More typically, however, you run Drill as a server. Drill calls this the server mode. The Drill server, called a Drillbit, is just a wrapper around the core Drill library, so you get much of the same functionality either way. You can run a single Drillbit, or you can run multiple Drillbits on a cluster. Drill calls this distributed mode. The key advantage is that distributed mode provides much easier access to distributed filesystems, such as HDFS or S3.

You can run a single Drillbit on your laptop, which lets you try out the server features that you’ll use in production, including working with distributed filesystems. It is important to note that you can do a lot with Drill without requiring a Hadoop cluster at your disposal. When it’s installed on a cluster you work with Drill in exactly the same way as on your laptop, but now Drill will distribute its load across multiple machines. When you run Drill as a server, you will also need ZooKeeper running.

This chapter explains how to install Drill on your laptop, run it in both embedded and server modes, and configure your system to work with Drill. Chapter 9 explains how to run a distributed set of Drillbits on a production cluster.

After you install Drill, there are several ways of interacting with it. In addition to the command-line interface, you can interact with Drill via most BI tools through Drill’s ODBC/JDBC interface. Drill also comes with a web interface, which we cover in Chapter 4.

If you just want to experiment with Drill, it is available preinstalled in a few publicly available virtual machines such as the Griffon Distribution for Data Science,1 the MapR Sandbox, and others.

If you are interested in trying out Drill, it is sufficient to install Drill on your laptop and run it in embedded mode.

Preparing Your Machine for Drill

Before you install Drill on any machine, you need to have the Oracle Java SE Development Kit 8 (JDK 8) installed, which is available from Oracle’s website.

If you already have the JDK installed, you can verify the version as shown here:

$ java -version
java version "1.8.0_65" 
Java(TM) SE Runtime Environment (build 1.8.0_65-b17) 
Java HotSpot(TM) 64-Bit Server VM (build 25.65-b01, mixed mode) 

As long as your JDK is higher than version 1.8, you can run Drill. If you don’t have the JDK on your machine, simply download the executable installer and run it.

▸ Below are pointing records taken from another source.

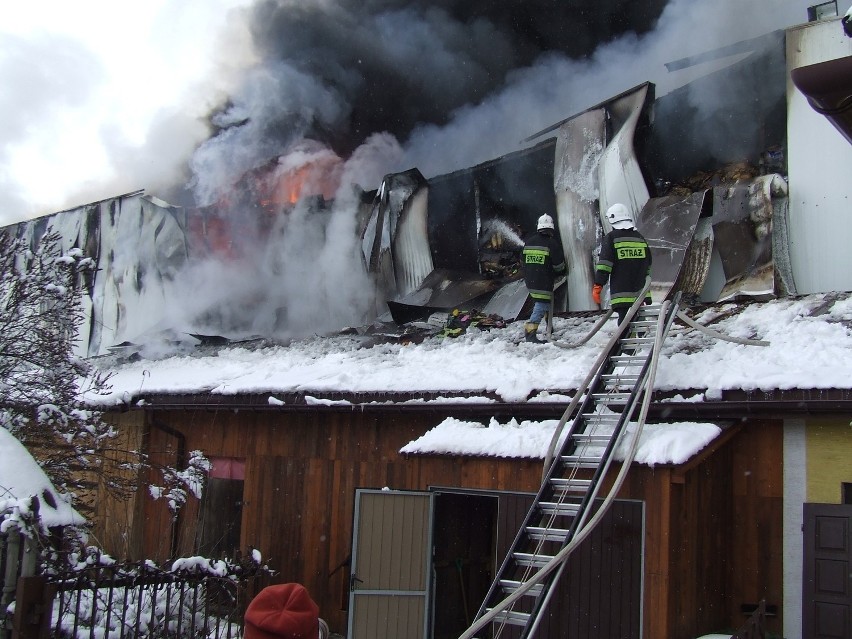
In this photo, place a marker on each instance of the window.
(221, 511)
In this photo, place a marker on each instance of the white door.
(391, 563)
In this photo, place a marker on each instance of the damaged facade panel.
(620, 176)
(395, 241)
(669, 224)
(580, 143)
(742, 228)
(138, 246)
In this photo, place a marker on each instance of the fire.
(301, 175)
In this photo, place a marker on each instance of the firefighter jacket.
(625, 260)
(542, 261)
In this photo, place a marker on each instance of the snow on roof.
(22, 478)
(810, 347)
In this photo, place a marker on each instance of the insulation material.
(742, 225)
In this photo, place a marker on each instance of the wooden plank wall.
(302, 470)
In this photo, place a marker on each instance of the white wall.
(819, 167)
(795, 488)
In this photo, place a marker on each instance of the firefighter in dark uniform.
(542, 261)
(624, 260)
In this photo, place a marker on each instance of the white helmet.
(619, 216)
(545, 222)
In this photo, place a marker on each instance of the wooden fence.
(93, 596)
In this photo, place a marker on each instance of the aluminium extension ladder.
(563, 514)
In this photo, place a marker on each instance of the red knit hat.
(284, 611)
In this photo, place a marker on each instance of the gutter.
(733, 404)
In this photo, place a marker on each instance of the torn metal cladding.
(713, 243)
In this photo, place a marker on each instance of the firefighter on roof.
(542, 261)
(624, 260)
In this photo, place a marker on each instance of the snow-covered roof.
(809, 347)
(21, 479)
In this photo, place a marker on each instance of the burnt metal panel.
(620, 175)
(579, 146)
(742, 226)
(669, 224)
(732, 115)
(827, 592)
(514, 189)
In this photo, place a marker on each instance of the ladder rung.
(571, 485)
(629, 360)
(539, 533)
(530, 560)
(596, 419)
(600, 440)
(573, 462)
(561, 508)
(510, 585)
(510, 617)
(611, 398)
(594, 460)
(629, 378)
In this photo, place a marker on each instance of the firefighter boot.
(530, 333)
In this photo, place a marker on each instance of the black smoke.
(339, 72)
(396, 64)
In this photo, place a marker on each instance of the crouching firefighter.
(542, 262)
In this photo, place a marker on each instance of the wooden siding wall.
(713, 531)
(301, 474)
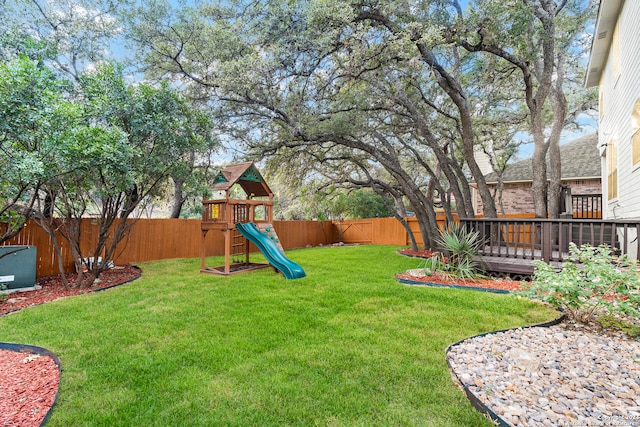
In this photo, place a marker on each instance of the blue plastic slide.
(270, 250)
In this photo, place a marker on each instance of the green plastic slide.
(270, 250)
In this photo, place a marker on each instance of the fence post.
(546, 241)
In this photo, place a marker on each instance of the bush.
(592, 284)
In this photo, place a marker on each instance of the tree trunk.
(178, 198)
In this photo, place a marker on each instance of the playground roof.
(244, 174)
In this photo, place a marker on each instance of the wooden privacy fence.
(154, 239)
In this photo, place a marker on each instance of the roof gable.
(603, 36)
(580, 160)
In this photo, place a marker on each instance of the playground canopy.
(244, 174)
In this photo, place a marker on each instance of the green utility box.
(17, 266)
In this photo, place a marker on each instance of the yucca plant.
(461, 247)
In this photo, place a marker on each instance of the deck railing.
(586, 205)
(548, 239)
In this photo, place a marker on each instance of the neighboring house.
(614, 66)
(580, 173)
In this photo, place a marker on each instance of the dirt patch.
(29, 382)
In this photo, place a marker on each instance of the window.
(612, 170)
(635, 133)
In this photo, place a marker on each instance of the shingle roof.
(580, 159)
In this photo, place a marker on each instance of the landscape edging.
(32, 349)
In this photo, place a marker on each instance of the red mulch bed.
(53, 289)
(29, 382)
(489, 284)
(483, 283)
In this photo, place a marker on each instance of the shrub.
(593, 283)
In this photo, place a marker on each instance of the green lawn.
(345, 346)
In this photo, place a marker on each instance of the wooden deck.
(511, 245)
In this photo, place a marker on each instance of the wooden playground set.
(244, 221)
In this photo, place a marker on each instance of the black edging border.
(32, 349)
(475, 401)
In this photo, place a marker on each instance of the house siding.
(618, 98)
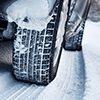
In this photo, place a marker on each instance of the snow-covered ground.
(77, 77)
(91, 51)
(68, 84)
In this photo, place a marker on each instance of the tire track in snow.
(76, 87)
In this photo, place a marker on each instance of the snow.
(68, 84)
(35, 11)
(91, 51)
(76, 79)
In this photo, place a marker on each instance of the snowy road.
(68, 84)
(77, 78)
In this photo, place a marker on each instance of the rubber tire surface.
(33, 52)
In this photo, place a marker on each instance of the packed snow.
(31, 14)
(91, 51)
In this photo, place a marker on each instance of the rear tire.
(35, 55)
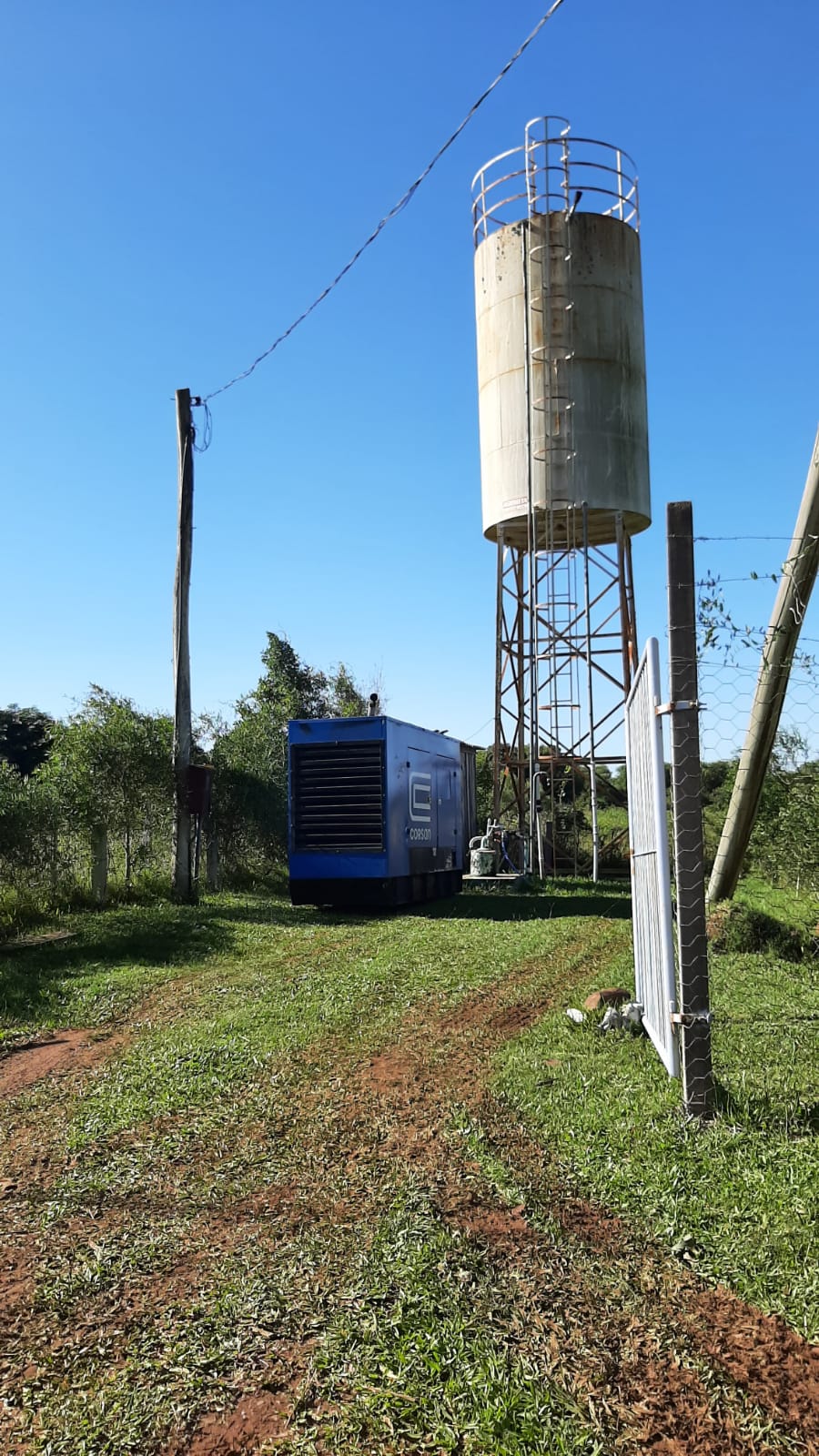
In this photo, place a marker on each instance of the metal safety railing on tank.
(554, 172)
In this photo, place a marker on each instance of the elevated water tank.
(561, 357)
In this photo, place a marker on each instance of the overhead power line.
(394, 211)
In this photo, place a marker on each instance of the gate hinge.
(680, 705)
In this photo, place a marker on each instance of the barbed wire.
(394, 210)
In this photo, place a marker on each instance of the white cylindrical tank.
(561, 361)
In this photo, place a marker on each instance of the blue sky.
(181, 181)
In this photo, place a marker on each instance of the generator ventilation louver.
(337, 797)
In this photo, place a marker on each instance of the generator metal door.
(337, 797)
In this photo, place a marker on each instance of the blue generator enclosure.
(376, 812)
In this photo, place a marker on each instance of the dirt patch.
(763, 1356)
(16, 1274)
(659, 1363)
(65, 1052)
(256, 1419)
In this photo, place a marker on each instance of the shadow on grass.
(509, 905)
(34, 979)
(797, 1118)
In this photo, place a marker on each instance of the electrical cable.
(207, 429)
(392, 213)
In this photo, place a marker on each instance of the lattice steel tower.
(564, 468)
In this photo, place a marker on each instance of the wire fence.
(738, 582)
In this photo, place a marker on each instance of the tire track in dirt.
(622, 1344)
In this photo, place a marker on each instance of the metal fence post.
(690, 861)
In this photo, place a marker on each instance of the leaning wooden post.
(799, 575)
(182, 733)
(694, 1016)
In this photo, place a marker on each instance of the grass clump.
(738, 1198)
(420, 1358)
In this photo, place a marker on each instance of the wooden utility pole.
(182, 733)
(796, 584)
(694, 1016)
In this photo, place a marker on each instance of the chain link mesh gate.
(651, 875)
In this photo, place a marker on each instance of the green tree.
(111, 766)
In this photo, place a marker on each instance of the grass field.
(332, 1184)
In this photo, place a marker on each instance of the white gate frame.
(651, 874)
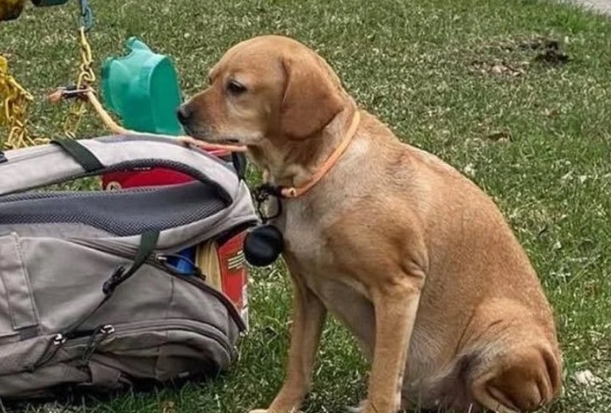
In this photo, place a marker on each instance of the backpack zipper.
(205, 329)
(159, 261)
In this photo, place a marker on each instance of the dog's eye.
(235, 88)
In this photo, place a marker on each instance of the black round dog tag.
(263, 245)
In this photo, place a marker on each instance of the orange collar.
(294, 192)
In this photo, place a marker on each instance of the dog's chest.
(314, 262)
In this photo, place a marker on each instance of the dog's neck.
(294, 163)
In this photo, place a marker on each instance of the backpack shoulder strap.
(64, 160)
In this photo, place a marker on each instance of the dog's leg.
(395, 306)
(307, 323)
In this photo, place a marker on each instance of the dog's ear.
(310, 99)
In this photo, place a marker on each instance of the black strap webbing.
(148, 242)
(80, 154)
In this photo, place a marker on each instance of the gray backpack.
(89, 298)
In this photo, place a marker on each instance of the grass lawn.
(460, 78)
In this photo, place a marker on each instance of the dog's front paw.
(357, 409)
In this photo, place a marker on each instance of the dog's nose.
(183, 114)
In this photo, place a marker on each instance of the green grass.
(449, 76)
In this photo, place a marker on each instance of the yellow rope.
(14, 102)
(86, 78)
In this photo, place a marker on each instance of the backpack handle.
(64, 160)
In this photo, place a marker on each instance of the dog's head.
(268, 88)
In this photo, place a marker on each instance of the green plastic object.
(46, 3)
(142, 88)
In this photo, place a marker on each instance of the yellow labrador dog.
(410, 255)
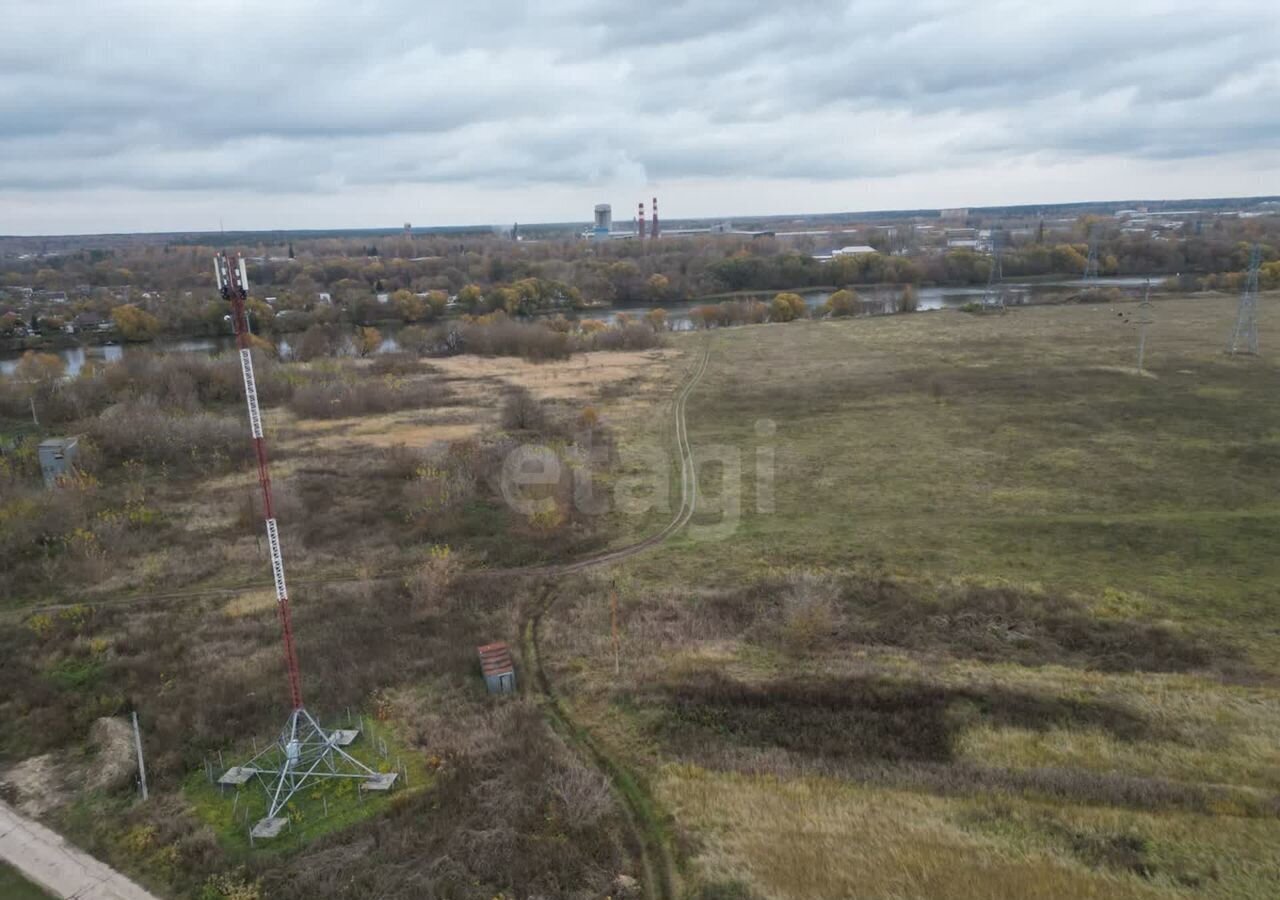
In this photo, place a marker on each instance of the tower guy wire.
(995, 295)
(305, 753)
(1144, 319)
(1091, 263)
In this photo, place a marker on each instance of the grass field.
(1008, 630)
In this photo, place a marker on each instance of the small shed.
(499, 671)
(56, 458)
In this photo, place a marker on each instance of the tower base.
(304, 754)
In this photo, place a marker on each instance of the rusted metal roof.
(496, 658)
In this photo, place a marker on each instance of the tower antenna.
(1244, 336)
(1091, 264)
(995, 295)
(1143, 321)
(304, 753)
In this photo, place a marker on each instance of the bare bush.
(809, 612)
(145, 432)
(429, 586)
(503, 337)
(631, 336)
(521, 411)
(357, 396)
(584, 794)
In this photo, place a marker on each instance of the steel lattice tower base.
(304, 755)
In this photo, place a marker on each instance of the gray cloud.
(336, 97)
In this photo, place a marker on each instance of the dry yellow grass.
(817, 837)
(579, 378)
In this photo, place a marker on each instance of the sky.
(122, 115)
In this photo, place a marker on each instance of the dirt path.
(649, 832)
(689, 492)
(46, 858)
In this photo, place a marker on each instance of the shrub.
(142, 430)
(844, 304)
(909, 301)
(499, 336)
(787, 307)
(429, 586)
(522, 412)
(357, 394)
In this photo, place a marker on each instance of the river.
(677, 316)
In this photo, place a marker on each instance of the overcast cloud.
(128, 115)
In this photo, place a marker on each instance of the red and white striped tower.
(305, 752)
(233, 283)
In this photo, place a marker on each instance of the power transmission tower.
(1244, 336)
(995, 295)
(305, 753)
(1143, 320)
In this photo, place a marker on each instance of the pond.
(679, 316)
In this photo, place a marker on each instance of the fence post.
(142, 766)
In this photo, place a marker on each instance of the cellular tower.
(305, 752)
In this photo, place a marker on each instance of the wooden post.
(142, 766)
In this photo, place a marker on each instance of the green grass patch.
(324, 808)
(13, 886)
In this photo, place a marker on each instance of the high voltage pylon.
(1091, 264)
(995, 293)
(1244, 336)
(1144, 319)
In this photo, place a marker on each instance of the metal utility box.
(499, 671)
(56, 458)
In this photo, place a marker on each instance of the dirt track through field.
(645, 822)
(49, 860)
(46, 857)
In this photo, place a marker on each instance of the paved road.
(48, 859)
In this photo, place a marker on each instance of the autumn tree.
(844, 304)
(657, 287)
(471, 298)
(408, 305)
(437, 301)
(135, 324)
(368, 341)
(787, 307)
(40, 368)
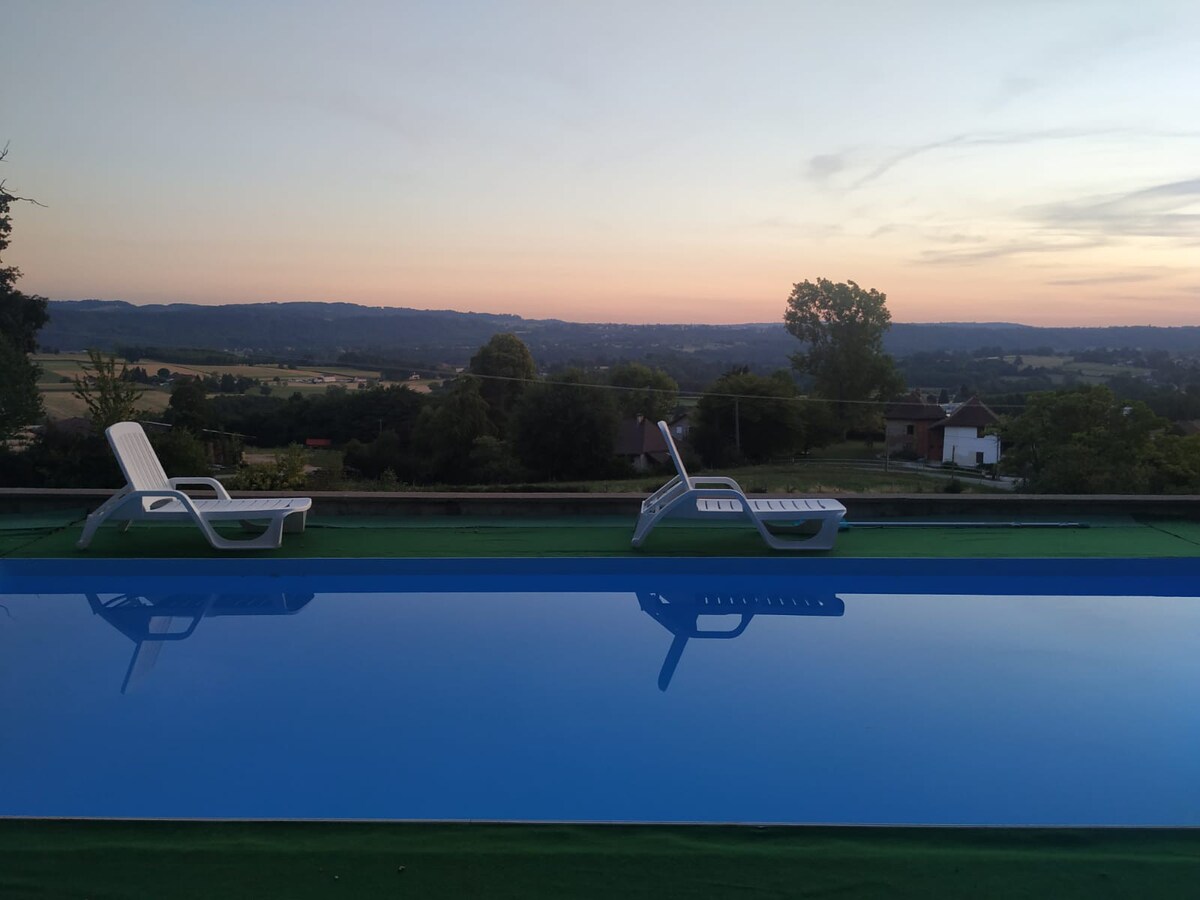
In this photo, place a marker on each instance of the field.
(60, 369)
(1087, 372)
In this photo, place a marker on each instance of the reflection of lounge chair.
(150, 621)
(720, 498)
(681, 613)
(153, 497)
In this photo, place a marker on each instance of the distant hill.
(327, 331)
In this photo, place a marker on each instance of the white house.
(964, 438)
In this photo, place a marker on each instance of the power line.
(677, 393)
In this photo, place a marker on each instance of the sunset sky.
(612, 161)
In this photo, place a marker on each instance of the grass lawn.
(281, 859)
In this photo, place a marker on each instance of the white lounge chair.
(721, 498)
(150, 496)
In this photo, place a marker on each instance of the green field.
(59, 370)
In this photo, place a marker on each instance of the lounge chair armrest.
(203, 481)
(715, 480)
(670, 489)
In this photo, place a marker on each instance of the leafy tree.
(111, 396)
(1176, 465)
(180, 453)
(507, 367)
(444, 433)
(565, 429)
(843, 328)
(744, 417)
(1081, 441)
(21, 317)
(649, 391)
(189, 407)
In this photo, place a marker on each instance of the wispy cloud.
(1009, 249)
(1157, 211)
(1116, 279)
(825, 166)
(993, 139)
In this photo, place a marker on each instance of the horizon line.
(574, 322)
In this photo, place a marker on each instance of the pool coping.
(415, 503)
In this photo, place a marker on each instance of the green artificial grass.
(604, 537)
(193, 859)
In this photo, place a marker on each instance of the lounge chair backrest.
(672, 449)
(137, 459)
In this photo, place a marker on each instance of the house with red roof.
(907, 425)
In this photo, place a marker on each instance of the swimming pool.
(1051, 691)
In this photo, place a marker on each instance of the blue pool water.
(649, 690)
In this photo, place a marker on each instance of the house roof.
(639, 436)
(972, 414)
(913, 408)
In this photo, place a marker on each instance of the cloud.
(985, 139)
(1012, 249)
(1116, 279)
(1155, 211)
(825, 166)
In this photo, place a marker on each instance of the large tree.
(1084, 441)
(843, 327)
(109, 394)
(445, 432)
(21, 317)
(505, 367)
(565, 429)
(744, 417)
(645, 391)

Special Configuration Instructions for Windows Installations

On Windows machines, you will also need to have two environment variables set:

  • A JAVA_HOME environment variable pointing to the JDK installation

  • A PATH environment variable that includes the path to your JDK installation

To set these variables in Windows XP/Vista/7/8/10, perform the following steps:

  1. Open the Control Panel, click System, and then click Advanced System Settings.

  2. Switch to the Advanced tab and then click Environment Variables.

  3. In the Environment Variables window, in the System Variables pane (see Figure 2-1), scroll down to PATH and then click Edit.

  4. Add C:Program FilesJavajdk1.x.x_xxin;, replacing x.x_xx with the exact version number you downloaded in front of all existing entries. Do not delete any existing entries, because this can cause other applications to not run.

  5. Repeat this process for the JAVA_HOME variable.

Figure 2-1. Configuring the environment variables

After you have installed Java and set the environment variables, you can confirm that your installation is working correctly by typing java -version at a command prompt. You should receive the result shown in Figure 2-2.

Figure 2-2. Confirmation that your installation is working correctly

Lastly, for Windows you will also need a program that can decompress TAR files, such as 7-Zip.

Installing Drill on Windows

After you have Java correctly configured, installing Drill on a Windows machine is essentially the same process as for macOS or Linux:

  1. Download the latest version of Drill.

  2. Move the file to the directory where you want to install Drill.

  3. Using 7-Zip, or whichever extractor you have, unzip the file and the underlying TAR file into the directory of your choosing.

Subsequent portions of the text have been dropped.